Meaning and Effect
- In statistics, a collection of random variables is heteroscedastic if there are sub-populations that have different variabilities from others. That is, if the variance of dependent values in a dataset is (significantly) different depending on the related independent values, we can say that the dataset is heteroscedastic.
- Example 1: A classic example of heteroscedasticity is that of income versus expenditure on meals. As one’s income increases, the variability of food consumption will increase. A poorer person will spend a rather constant amount by always eating inexpensive food; a wealthier person may occasionally buy inexpensive food and at other times eat expensive meals.
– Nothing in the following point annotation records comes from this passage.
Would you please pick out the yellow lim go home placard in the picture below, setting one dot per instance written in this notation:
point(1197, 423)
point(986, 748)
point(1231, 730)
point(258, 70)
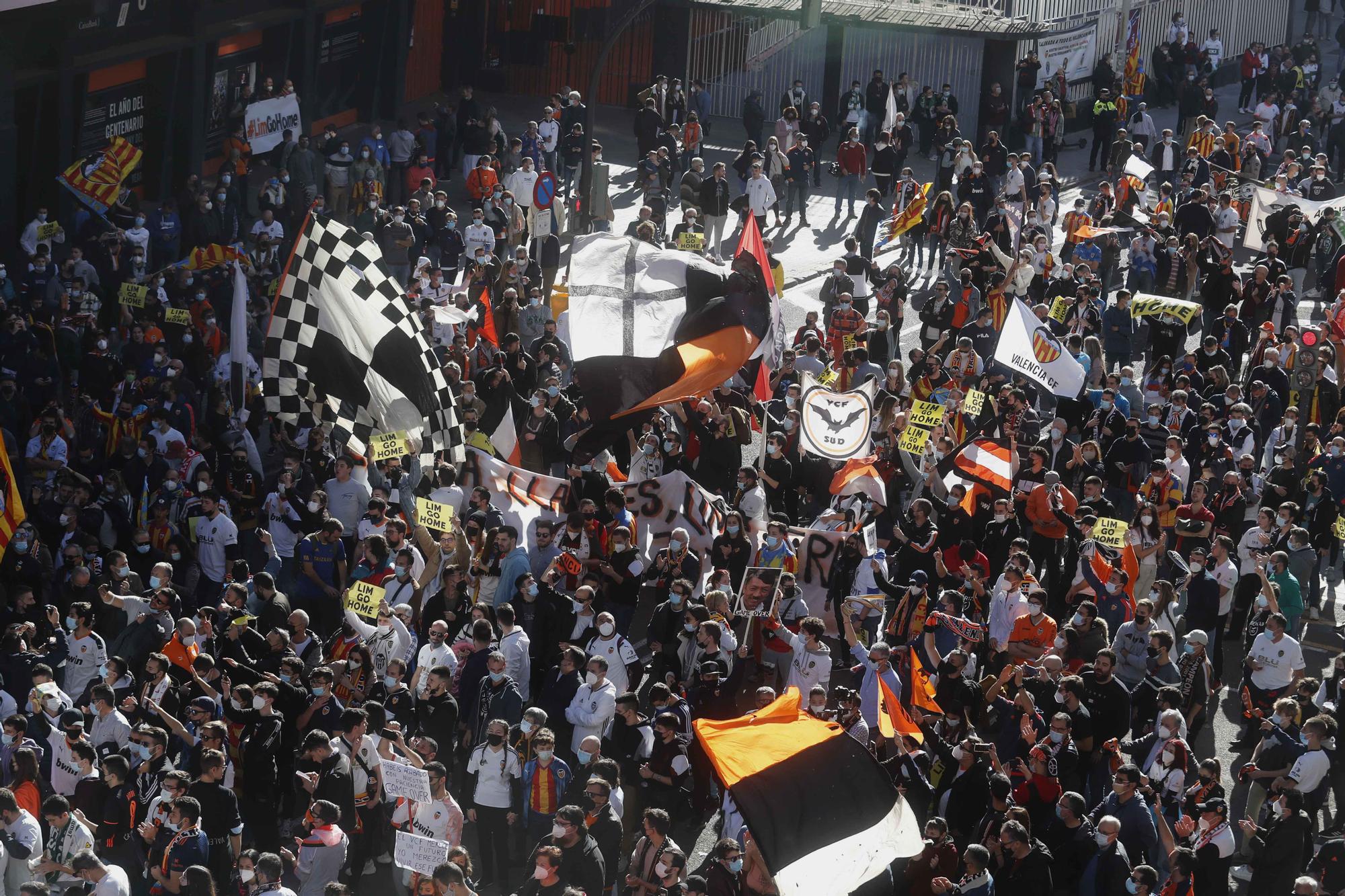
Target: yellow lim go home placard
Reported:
point(434, 514)
point(1112, 532)
point(925, 413)
point(388, 446)
point(364, 600)
point(914, 439)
Those with higher incomes display a greater variability of food consumption. (higher income – independent variable – cause higher variance in expenditure on meals – dependent variable.)
- Wikipedia link
Heteroscedasticity does not cause ordinary least squares coefficient estimates to be biased, although it can cause ordinary least squares estimates of the variance (and, thus, standard errors) of the coefficients to be biased, possibly above or below the true or population variance. Thus, regression analysis using heteroscedastic data will still provide an unbiased estimate for the relationship between the predictor variable and the outcome, but standard errors and therefore inferences obtained from data analysis are suspect. Biased standard errors lead to biased inference, so results of hypothesis tests are possibly wrong. For example, if OLS is performed on a heteroscedastic data set, yielding biased standard error estimation, a researcher might fail to reject a null hypothesis at a given significance level, when that null hypothesis was actually uncharacteristic of the actual population (making a type II error).